Sales are down slightly in 2022, but prices are up. Through the end of June, 146 properties sold for an average price of $312,079, with an average time on the market of 39 days. By contrast, the first six months of 2021 saw 151 properties sell for an average of $285,786 — about 8 percent lower — and an average of 48 days on the market.

Liz and Sergio Ferro moved to the area from Millstone, N.J., in 2011, paying $193,000 for a five-bedroom, two-and-a-half-bathroom house six miles from downtown Stroudsburg, because they thought it would be an ideal spot for raising children. Ms. Ferro, 39, a Covid-19 contact tracer, and Mr. Ferro, 44, a general manager of a construction company, now live near a small lake with their 15-year-old son and 11-year-old daughter, and they enjoy swimming, fishing, hiking and kayaking. So do their mellow neighbors.

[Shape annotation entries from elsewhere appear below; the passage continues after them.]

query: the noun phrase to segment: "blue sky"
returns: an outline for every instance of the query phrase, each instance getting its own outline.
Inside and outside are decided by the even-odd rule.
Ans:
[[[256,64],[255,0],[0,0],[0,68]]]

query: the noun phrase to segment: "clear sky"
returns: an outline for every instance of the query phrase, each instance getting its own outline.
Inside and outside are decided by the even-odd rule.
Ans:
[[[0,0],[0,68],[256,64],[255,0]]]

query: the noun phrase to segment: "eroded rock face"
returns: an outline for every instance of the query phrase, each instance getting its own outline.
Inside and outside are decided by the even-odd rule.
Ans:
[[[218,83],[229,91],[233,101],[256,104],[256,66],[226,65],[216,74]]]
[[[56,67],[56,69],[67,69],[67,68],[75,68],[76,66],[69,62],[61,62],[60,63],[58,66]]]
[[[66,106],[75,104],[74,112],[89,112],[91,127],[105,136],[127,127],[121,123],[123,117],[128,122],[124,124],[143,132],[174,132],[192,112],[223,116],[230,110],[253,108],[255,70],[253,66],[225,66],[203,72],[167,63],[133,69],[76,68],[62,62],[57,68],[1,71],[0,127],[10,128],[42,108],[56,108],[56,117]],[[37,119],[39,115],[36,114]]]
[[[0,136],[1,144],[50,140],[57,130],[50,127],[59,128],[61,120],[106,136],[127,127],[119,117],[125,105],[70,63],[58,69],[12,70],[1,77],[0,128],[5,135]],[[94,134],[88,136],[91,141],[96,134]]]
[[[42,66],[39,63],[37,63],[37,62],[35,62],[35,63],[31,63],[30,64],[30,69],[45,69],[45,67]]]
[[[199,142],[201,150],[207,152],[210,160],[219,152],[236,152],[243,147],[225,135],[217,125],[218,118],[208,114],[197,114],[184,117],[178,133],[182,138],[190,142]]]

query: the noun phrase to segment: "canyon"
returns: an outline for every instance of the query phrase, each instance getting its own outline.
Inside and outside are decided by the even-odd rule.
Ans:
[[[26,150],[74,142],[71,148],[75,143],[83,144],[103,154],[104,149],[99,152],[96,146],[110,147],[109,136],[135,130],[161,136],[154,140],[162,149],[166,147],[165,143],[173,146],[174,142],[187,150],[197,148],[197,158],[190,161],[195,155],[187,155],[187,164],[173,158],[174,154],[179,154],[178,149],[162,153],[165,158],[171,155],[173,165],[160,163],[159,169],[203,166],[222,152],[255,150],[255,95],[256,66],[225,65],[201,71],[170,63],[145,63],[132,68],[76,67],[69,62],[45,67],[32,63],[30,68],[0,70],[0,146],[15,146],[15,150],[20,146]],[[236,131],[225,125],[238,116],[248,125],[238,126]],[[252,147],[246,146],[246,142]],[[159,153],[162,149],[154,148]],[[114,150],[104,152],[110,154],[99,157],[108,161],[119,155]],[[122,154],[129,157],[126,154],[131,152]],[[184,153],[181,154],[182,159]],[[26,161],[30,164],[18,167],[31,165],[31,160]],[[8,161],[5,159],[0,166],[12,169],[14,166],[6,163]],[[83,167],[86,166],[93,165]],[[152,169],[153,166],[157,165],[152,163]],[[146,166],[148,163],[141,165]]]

“Everybody knows each other and is super nice,” Ms. Ferro said. “And everywhere you go, you can just sit down and take a nice break.”

The Stroudsburg Area School District, which serves students in the boroughs of Stroudsburg and Delaware Water Gap, and Stroud and Hamilton townships, includes four elementary schools, a middle school, a junior high school and a high school. As of August 2021, 49 percent of the district’s 4,700 students identified as white, 19 percent as Black or African-American, 24 percent as Hispanic or Latino, 4 percent as Asian and 4 percent as two or more races.

According to the state’s Department of Education, students taking the SATs in 2019 at Stroudsburg High School, home of the Mountaineers, averaged 534 in math and 540 in reading and writing, compared with state averages of 537 and 545.

The Martz Bus company offers daily service from its terminal on Foxtown Hill Road to the Port Authority Bus Terminal in Manhattan. With a few exceptions, Stroudsburg is the last stop en route to New York and the first stop on the way back.

Nine buses depart for New York between 5 a.m. and 9 a.m. on weekdays, and there are six to eight daily buses on weekends. The trip takes about 90 minutes. A one-way fare is $46; a book of 40 one-way tickets is $669.

The Monroe County Historical Association is in the stately Stroud Mansion, a 12-room house on Main Street that was built in 1795 by Jacob Stroud, a Revolutionary War colonel who founded Stroudsburg in 1799. The house, which is on the National Register of Historic Places, remained in the family until 1893.